Maguire, Sancho and Calvert-Lewin fire England to morale-boosting 3-0 win over Ireland as Bellingham and Henderson debut
HE might not even be the hottest young English prospect at Borussia Dortmund any more.
But Jadon Sancho – with the £100million price tag and a host of Bundesliga records to his name – chose an opportune moment to re-introduce himself on the international stage.
Before his 17-year-old team-mate Jude Bellingham arrived as a second-half sub to become the third youngest player in Three Lions history, Sancho netted a peach for his first England goal in 14 months.
In this bright young England line-up Sancho was something of a veteran of 16 caps.
And it was Manchester United’s elusive summer target who effectively settled this friendly on the half-hour – after Old Trafford skipper Harry Maguire had headed the first.
Sancho has been disappointing for Dortmund so far this season, with plenty of talk in Germany that his head may have turned back home towards England.
Yet the winger had his head screwed on well here, all right.
This may have been a fixture devoid of true meaning or atmosphere but Gareth Southgate will have taken many positives from it.
Firstly, to see Maguire recover from his nightmarish performance here last month when he was sent off for two yellow cards within 30 minutes.
Then, he learned that, after all the debate around the issue, that Jack Grealish and Mason Mount can play effectively in the same England team.
It felt almost cruel that, given Southgate’s reluctance to use the Aston Villa playmaker, the England boss should choose to start him against the nation he snubbed – a little ‘look at what you could have won’ to the Irish.
Grealish had his moments, including an assist for Sancho’s goal.
But Mount, who has – for little reason – become a scapegoat in the clamour for Grealish to play, was better still playing in a deep midfield role.
Then there was Bellingham – older only than Theo Walcott and Wayne Rooney among England debuts – who looked assured in his 15-minute appearance.
This was England’s first win over the Republic in 35 years, so it shouldn’t be sniffed at.
And a largely second-string side will have given Southgate plenty to mull over as he considers his team to face World No 1 Belgium in the Nations League on Sunday.
Last night’s opponents were supposed to have been against New Zealand before the kiwis cancelled what might have been the least eagerly-awaited international friendly in history.
Instead a chance to end England’s weird hoodoo against the Irish – dating back to the night when Gary Lineker scored the first of his 48 international goals in a 2-1 friendly win in 1985.
Yet the Irish are nothing like the force they were during the era of the late Jack Charlton – a man cherished by football fans on both sides of the Irish Sea.
There were players from Wycombe, Preston, Bristol City, Nottingham Forest and Norwich in Stephen Kenny’s starting line-up here.

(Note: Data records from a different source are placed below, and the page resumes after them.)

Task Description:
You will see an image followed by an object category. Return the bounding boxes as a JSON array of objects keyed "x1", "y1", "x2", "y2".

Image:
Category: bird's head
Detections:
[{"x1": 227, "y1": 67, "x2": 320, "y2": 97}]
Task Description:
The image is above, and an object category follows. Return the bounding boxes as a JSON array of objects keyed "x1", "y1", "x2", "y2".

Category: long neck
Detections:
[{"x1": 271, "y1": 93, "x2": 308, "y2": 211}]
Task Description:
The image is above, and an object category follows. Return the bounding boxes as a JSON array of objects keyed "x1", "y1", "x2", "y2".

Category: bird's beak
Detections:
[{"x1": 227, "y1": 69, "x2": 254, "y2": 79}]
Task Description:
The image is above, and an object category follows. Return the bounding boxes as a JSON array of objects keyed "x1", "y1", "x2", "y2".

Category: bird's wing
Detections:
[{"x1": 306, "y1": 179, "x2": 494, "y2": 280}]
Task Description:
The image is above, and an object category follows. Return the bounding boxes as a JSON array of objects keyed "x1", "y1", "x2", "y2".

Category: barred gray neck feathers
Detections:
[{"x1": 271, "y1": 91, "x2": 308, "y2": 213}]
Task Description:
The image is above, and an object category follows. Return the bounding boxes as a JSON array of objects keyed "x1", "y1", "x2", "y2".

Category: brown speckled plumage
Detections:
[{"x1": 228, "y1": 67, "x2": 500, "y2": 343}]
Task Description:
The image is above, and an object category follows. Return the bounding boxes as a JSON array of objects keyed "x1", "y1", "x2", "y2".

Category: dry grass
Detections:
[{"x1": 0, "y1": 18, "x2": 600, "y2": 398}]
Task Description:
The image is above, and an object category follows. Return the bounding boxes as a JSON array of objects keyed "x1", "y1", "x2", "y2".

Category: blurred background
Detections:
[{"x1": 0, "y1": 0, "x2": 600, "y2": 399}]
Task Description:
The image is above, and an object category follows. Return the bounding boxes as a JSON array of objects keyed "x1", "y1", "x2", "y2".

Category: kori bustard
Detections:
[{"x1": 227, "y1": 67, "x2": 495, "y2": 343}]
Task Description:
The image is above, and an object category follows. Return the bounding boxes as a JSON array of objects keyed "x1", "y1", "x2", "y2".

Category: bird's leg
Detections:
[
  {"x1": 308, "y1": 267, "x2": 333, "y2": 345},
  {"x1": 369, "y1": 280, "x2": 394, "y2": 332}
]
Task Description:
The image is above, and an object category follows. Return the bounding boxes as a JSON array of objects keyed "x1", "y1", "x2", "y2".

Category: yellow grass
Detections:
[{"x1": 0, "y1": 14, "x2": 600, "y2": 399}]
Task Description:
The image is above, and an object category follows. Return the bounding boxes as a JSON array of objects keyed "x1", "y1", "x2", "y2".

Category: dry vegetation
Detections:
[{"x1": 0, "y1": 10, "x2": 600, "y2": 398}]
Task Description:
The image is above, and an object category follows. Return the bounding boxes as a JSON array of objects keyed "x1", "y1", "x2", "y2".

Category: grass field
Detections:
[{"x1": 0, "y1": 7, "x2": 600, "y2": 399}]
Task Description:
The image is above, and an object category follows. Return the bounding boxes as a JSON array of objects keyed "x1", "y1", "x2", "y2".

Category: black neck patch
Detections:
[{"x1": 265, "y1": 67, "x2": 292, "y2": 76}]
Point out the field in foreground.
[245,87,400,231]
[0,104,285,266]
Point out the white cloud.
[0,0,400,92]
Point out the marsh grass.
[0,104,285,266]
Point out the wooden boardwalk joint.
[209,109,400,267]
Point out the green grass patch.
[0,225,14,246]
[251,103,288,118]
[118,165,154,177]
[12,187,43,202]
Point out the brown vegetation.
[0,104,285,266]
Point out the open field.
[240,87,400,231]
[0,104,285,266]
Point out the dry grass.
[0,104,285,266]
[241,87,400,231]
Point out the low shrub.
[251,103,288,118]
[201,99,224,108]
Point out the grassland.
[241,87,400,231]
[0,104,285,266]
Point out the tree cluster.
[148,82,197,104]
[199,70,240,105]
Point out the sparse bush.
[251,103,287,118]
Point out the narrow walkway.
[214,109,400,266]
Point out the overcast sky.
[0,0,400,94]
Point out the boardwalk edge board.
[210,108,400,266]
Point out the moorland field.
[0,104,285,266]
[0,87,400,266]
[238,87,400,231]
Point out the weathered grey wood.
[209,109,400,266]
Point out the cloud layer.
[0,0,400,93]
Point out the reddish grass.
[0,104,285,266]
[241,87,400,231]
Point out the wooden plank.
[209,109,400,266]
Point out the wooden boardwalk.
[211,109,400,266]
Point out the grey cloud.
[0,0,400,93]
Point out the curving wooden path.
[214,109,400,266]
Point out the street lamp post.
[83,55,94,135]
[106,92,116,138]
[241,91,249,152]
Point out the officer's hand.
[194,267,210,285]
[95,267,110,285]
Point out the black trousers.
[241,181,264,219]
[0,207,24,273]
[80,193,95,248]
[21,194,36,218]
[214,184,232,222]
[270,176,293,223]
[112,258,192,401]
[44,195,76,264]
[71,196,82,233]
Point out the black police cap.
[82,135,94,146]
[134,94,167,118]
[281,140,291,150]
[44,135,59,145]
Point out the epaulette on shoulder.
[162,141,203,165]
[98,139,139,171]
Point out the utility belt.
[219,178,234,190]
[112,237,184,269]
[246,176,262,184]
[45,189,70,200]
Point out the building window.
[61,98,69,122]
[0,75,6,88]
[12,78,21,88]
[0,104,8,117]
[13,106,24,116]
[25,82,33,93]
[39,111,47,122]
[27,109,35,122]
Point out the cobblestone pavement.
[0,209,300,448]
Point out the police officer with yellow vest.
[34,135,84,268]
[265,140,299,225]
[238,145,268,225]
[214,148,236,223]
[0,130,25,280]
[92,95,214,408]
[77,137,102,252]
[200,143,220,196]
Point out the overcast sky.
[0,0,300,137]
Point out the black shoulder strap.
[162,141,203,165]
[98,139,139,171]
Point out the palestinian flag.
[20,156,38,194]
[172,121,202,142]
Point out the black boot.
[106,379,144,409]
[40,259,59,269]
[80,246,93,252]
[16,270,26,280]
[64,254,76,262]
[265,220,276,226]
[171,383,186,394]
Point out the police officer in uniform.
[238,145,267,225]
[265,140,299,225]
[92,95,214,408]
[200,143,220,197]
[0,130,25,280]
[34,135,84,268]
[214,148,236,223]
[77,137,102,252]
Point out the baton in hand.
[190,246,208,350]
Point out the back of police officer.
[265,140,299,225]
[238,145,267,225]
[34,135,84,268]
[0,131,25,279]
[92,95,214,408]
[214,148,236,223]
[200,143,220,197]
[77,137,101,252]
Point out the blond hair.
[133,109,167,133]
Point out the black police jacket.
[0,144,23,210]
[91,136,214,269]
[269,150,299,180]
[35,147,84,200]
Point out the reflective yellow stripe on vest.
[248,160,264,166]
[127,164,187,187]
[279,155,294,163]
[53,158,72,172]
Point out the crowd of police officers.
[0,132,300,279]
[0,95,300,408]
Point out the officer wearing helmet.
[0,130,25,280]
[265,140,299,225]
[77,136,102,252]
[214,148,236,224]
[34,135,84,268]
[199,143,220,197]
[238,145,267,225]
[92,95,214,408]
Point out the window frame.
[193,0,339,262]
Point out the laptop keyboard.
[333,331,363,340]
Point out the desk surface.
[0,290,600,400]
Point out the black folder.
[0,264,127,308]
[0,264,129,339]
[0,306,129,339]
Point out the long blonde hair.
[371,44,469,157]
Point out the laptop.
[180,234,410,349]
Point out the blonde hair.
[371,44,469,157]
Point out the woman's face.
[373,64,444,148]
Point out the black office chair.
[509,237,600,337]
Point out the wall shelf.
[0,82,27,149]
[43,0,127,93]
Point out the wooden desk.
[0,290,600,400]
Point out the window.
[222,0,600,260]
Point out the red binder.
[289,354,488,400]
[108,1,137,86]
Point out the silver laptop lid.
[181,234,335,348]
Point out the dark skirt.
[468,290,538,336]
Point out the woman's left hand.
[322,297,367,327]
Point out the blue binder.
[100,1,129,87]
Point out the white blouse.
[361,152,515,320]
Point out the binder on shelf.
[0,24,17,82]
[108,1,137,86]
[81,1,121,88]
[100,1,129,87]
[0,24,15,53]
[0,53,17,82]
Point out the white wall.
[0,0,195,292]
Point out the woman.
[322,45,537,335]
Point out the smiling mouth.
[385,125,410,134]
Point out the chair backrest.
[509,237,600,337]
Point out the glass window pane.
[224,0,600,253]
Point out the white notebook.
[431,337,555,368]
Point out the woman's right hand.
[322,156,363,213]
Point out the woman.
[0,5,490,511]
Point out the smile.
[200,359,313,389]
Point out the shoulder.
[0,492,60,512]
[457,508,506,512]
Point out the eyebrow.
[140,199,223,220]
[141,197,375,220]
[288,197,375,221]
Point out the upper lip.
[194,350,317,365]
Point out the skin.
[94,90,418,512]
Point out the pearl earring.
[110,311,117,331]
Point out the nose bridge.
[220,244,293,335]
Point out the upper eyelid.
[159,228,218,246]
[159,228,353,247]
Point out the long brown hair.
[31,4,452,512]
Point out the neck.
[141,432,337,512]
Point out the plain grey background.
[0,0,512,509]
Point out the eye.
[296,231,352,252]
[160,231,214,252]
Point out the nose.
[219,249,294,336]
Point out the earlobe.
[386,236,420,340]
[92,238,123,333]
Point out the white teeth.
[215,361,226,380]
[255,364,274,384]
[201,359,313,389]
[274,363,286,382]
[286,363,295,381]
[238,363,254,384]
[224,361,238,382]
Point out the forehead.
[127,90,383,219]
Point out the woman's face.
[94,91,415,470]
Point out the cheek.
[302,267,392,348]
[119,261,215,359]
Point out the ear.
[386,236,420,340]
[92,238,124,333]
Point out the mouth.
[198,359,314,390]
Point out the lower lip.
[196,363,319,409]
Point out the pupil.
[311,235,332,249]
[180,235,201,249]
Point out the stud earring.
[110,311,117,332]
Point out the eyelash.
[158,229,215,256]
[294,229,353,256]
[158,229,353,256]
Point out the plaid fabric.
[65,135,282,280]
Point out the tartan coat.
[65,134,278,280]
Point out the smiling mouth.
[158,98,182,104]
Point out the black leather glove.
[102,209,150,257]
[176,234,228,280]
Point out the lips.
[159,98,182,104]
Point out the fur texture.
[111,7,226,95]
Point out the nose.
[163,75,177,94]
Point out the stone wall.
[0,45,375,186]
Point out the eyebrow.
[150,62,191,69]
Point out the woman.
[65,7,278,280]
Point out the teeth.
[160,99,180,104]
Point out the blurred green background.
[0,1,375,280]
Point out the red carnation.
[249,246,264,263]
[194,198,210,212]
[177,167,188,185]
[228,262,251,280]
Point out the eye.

It has not helped their cause that England had nabbed the two best Irish-qualified players of their generation in Grealish and Declan Rice, who was on the bench, saved for Sunday’s Nations League game in Belgium.
The Republic will not be at next summer’s Euros, having lost a penalty shoot-out to Slovakia in a play-off last month.
England were in blue, Ireland in white, in keeping with the dressdown vibe of this low-key fixture.
Without Rice, England looked potentially lightweight in central midfield – Harry Winks, who cannot get a minute in the Premier League for Tottenham, alongside Mount, who usually plays further forward.
Yet both were excellent on the ball once England got into their stride.
Maguire, who will be suspended on Sunday, captained England from the start of a match for the first time and needed to be alert on a couple of occasions as Ireland began brightly.
Then after a quarter of an hour, England launched their first meaningful attack and were soon on the scoresheet.
Maguire began the initial move with a cute pass for Mount, who fed Reece James for a cross which Darren Randolph spilled, before the keeper recovered to block Bukayo Saka’s shot.
The resulting corner was cleared as far as Winks, who centred devilishly for Maguire to score with a slab-head special.
Soon, Grealish came to the party – all bare shins and bare-faced cheek – with a saucy reverse pass for Reece James, whose cross was cleared for a corner.
Mount swung it in, Maguire got his famous bonce on the end of it again, forcing Randolph to tip over.
The second goal arrived on the half-hour and it was neat and tidy.
Winks squaring to Grealish who slipped in Jadon Sancho to cut in from the left, feinted and beat Randolph with a low shot inside the far corner.
After the break, Grealish was at the centre of things, slipping in a pass to Tyrone Mings, as an overlapping centre-back, who released Saka with a swanky back-heel only for the Arsenal man to shoot wide when he should have scored.
Saka soon made amends by outpacing Cyrus Christie, who nudged him over for what counts as a stonewall penalty these days.
Spain’s Carlos Del Cerro Grande – a genuine big-name referee – pointed to the spot and Calvert-Lewin thumped home from the spot.
Then Bellingham arrived for a momentous night, proving that a teenage switch to Germany can make a man of a young English player.
As old man Sancho had already proved.